Finding non-randomness in time-series

Consider a set of areas. For each area you have a table of recorded crimes, in particular you have a time-stamp for when the crime was comitted. If you job is to find evidence of that there is serial criminality, in the sense that some crimes seems to be too close in time to be unrelated. The problem is that even chance would, occasionally, produce concentration of events in time. So what kind of strategy would be reasonable to find the evidence of serial criminality?

First one could note that there are different targets to aim for with the analysis. One target could be to make individual classifications of all crimes in two classes:

The problem of false positives is a major one here.

Another target could be to estimate the proportion of events in each of these two categories.

Counter to my intuition, it seem the latter is possible without doing the former, and I will try to explain the method I have developed for this analysis.

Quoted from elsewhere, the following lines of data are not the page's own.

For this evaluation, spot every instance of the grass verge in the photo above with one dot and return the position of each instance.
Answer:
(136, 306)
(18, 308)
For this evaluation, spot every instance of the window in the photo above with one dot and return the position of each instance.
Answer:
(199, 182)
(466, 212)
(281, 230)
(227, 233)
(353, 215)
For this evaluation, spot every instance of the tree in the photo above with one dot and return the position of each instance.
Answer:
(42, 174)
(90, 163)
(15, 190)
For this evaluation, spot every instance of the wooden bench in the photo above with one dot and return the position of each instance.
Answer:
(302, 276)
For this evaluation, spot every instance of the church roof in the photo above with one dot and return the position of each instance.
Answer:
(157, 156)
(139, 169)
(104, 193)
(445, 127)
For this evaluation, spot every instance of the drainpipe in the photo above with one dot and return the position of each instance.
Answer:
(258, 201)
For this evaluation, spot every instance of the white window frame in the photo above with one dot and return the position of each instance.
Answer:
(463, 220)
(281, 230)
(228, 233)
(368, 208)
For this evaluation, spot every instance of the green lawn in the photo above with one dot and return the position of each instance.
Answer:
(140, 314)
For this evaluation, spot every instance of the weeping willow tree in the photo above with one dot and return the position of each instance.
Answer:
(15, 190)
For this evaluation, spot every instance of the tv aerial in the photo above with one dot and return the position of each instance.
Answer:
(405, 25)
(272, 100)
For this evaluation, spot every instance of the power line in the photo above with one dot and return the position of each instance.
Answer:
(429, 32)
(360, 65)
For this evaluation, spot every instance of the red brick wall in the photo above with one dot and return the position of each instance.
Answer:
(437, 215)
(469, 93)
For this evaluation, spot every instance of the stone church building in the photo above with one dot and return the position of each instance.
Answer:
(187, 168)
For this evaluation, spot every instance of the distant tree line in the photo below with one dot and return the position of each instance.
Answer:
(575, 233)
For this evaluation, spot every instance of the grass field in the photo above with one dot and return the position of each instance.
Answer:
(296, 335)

1. For each area record the total number of crimes in this area during the period. 2. Simulate a temporal distribution of crimes over days for that number of crimes and a period that long. 3. Create a data-set with all the temporal-distances from the simulation (not only the distance between two events are of importance, also the set of distances between three, four, five, ... events are of interest). 4. If n = number of events, for 1..(n-1) find the shortest temporal distance that is within the limits within which 95 per cent of the observations lay. 5. Use these threshold to classify the individual events in the area as either linked to a prior event or not (the first event in a serie is not linked, since it was independent when it took place, later events does not change that).

Now, we have done what I said would not be necessary, but this is only a temporary move and we should trust use these intermediate classifications per se.

6. Calculate the proportion linked and not linked events. 7. Substract the expected 5 per cent from this proportion. 8. The remaining proportion is what we are looking for: the proportion unexplained non-randomness.

If we want individual classification, what can be done to solve the problem of false positives?

For each time-serie (distance between two or more points), record its p-value. (if all areas had had the same number of crimes this would not be necessary, but when the do not, the raw temporal-distances in them are not comparable with raw temporal-distances in other areas).

Plot the cumulative frequency of the sorted observed p-values and the sorted simulated p-values (normalised, to control for the number of areas, since the simulations will have many more areas than the observed data set).

Distances (time-series) that have a significantly higher derivative value than the corresponding value at the simulated curve are linked.

Does the process over-estime the proportion by counting all distances that a single event are part of? No, the not-linked events are also counted more than once.